Vendredi matin, Luc est convoqué pour un emploi. A midi il paradera au Surcouf. Je prendrai l'intercités de 9h45. Je me changerai dans les toilettes de la gare. Incognito !
*****
Tout à l’heure, alors que je cherchais ma place, une femme m’a bousculée dans le couloir. Mon sac à main entrouvert s’est renversé. En bougonnant une vague excuse elle a rapidement rassemblé mes effets épars et les a fourrés dans le sac. Puis elle est repartie, se cachant presque dans l’ampleur d’un manteau terne et sans forme. Je n’ai pas vu son visage, seulement des boucles brunes émaillées de mèches grisonnantes. Etrange, cette veine saillante sur la jambe gainée d’un bas épais. Comme elle. C’était à cause de moi, de m’avoir trop portée quand j’étais petite, disait-elle. Je déraisonnais. Ma mère n’était pas si épaisse, ni si négligée.
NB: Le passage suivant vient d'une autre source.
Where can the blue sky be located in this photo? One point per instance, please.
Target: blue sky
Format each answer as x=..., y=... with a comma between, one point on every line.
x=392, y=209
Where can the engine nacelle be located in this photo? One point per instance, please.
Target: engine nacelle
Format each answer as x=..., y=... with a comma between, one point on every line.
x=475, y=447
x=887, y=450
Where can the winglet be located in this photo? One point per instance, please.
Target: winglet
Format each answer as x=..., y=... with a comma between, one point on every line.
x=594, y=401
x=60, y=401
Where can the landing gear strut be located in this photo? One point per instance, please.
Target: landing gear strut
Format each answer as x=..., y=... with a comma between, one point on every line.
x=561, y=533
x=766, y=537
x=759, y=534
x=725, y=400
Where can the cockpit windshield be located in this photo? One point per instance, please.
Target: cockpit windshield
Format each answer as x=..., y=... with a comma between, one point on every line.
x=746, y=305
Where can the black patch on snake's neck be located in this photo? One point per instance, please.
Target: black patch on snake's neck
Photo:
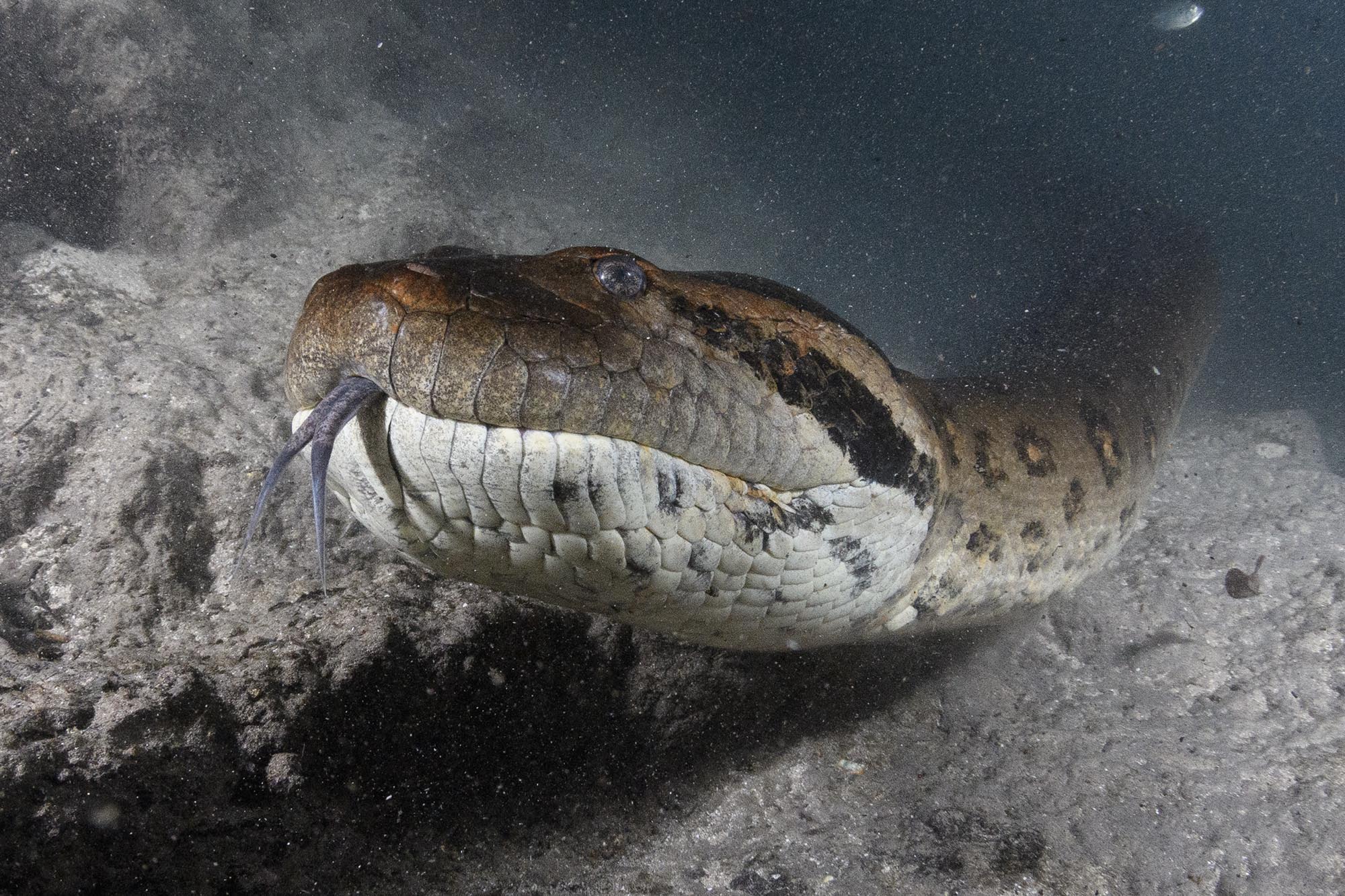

Cela fait plus d’une heure qu’on a quitté Langres. Juste un couple d’adolescents dans mon compartiment. Seuls au monde. Je n’ai pas envie de lire, le paysage me lasse. Peut-être remettre un peu d’ordre dans mon sac.
J’ai reconnu le mouchoir à carreaux verts et bruns. Il l’avait toujours dans la poche de ses jeans, sale et froissé. Là, le tissu transpirait de rouge foncé, collait. J’ai failli me piquer en le dépliant. A l’intérieur, le fin stylet que j’utilisais pour ouvrir mon courrier. Poisseux.
C’était bien ses jambes.
Dans mes mains souillées, le coupe-papier accusateur.
Ma mère a toujours eu ce qu’elle voulait.